In practical applications, of course, when the phrases with the same semantic meaning appear in the third phrase set, one of the phrases with the same semantic meaning may be randomly reserved, and the other phrases may be deleted from the third phrase set to obtain the fourth phrase set, so that each semantic meaning in the fourth phrase set may only correspond to one phrase.

It can be seen that the phrases with the same semantics are replaced or deleted, so that the phrases with the same semantics can be prevented from appearing in the candidate phrase set, the situation that the topics of the medical document cluster are represented by the phrases with the same semantics is avoided, and the semantic richness of the topics of the medical document cluster is improved.

104: and determining a theme corresponding to each medical document cluster according to the target medical document in each medical document cluster and the candidate phrase set corresponding to each medical document cluster.

Illustratively, word embedding may be performed on the title of the target medical document in each medical document cluster to obtain a first feature vector corresponding to each medical document cluster. The word embedding of the title of the target medical literature in each medical literature cluster can be realized through a Biobert model which completes training, the Biobert model is obtained by training the medical literature in the medical field as a training corpus, so that the Biobert model can more accurately process the language in the medical field and can accurately extract the semantic meaning of the medical literature, wherein the training of the Biobert model can be obtained through a supervised mode, and the description is omitted.

It should be understood that, in the case that the number of the target medical documents is one, the feature vector obtained by word embedding the title of the target medical documents is used as the first feature vector; under the condition that the number of the target medical documents is multiple, word embedding can be carried out on the titles of each piece of target medical documents to obtain the feature vector corresponding to each piece of target medical documents, and then the first feature vector is obtained after the feature vectors corresponding to the pieces of target medical documents are averaged according to positions.
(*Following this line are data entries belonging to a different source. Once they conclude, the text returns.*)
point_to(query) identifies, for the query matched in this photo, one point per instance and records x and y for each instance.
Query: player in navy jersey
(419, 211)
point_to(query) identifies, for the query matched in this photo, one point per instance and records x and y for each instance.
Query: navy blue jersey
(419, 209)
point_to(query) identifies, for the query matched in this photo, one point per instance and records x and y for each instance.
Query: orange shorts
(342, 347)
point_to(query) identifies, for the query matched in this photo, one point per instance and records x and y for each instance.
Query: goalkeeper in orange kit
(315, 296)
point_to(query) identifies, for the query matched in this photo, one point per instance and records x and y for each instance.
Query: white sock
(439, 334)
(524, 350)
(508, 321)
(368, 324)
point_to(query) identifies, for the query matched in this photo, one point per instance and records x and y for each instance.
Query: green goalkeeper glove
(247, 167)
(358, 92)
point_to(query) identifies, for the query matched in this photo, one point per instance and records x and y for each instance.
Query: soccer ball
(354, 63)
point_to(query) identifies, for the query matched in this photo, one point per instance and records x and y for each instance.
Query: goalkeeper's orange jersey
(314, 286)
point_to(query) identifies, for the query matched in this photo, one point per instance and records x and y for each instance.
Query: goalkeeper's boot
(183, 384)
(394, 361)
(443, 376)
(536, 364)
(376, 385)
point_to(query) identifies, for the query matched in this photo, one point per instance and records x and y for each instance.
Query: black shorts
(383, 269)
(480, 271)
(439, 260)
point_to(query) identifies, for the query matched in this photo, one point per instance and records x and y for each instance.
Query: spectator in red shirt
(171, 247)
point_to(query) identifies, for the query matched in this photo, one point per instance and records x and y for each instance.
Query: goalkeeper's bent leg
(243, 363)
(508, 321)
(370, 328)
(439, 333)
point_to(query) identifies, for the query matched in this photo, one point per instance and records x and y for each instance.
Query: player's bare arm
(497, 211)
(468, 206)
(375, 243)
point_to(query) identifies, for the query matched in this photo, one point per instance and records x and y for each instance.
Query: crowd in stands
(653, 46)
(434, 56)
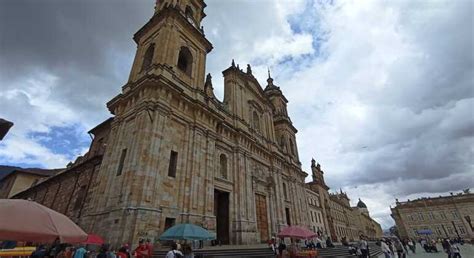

For example, if the target medical document includes a medical document a and a medical document B, and the feature vectors of the medical document a and the medical document B are [0.1,0.3,0.5,0.7], [0.3,0.3,0.7,0.9], respectively, the bit-wise averaging results in a first feature vector of [0.2,0.3,0.6,0.8 ].

Further, performing word embedding on each phrase in the candidate phrase set to obtain a second feature vector of each phrase in the candidate phrase set, wherein performing word embedding on each phrase can also be realized through the Biobert model and is not described; then, performing word embedding on each word of each phrase in the candidate phrase set to obtain a third feature vector corresponding to each word; and determining a fourth feature vector corresponding to each phrase in the candidate phrase set according to the third feature vector corresponding to each word, namely, bit-averaging the third feature vectors corresponding to each word in each phrase, and using the feature vectors obtained by bit-averaging as the fourth feature vectors corresponding to each phrase. For example, four word words in the phrase "long cancer survival rate" are respectively word-embedded to obtain four feature vectors, and the four feature vectors are averaged according to bits to obtain a second feature vector corresponding to the phrase.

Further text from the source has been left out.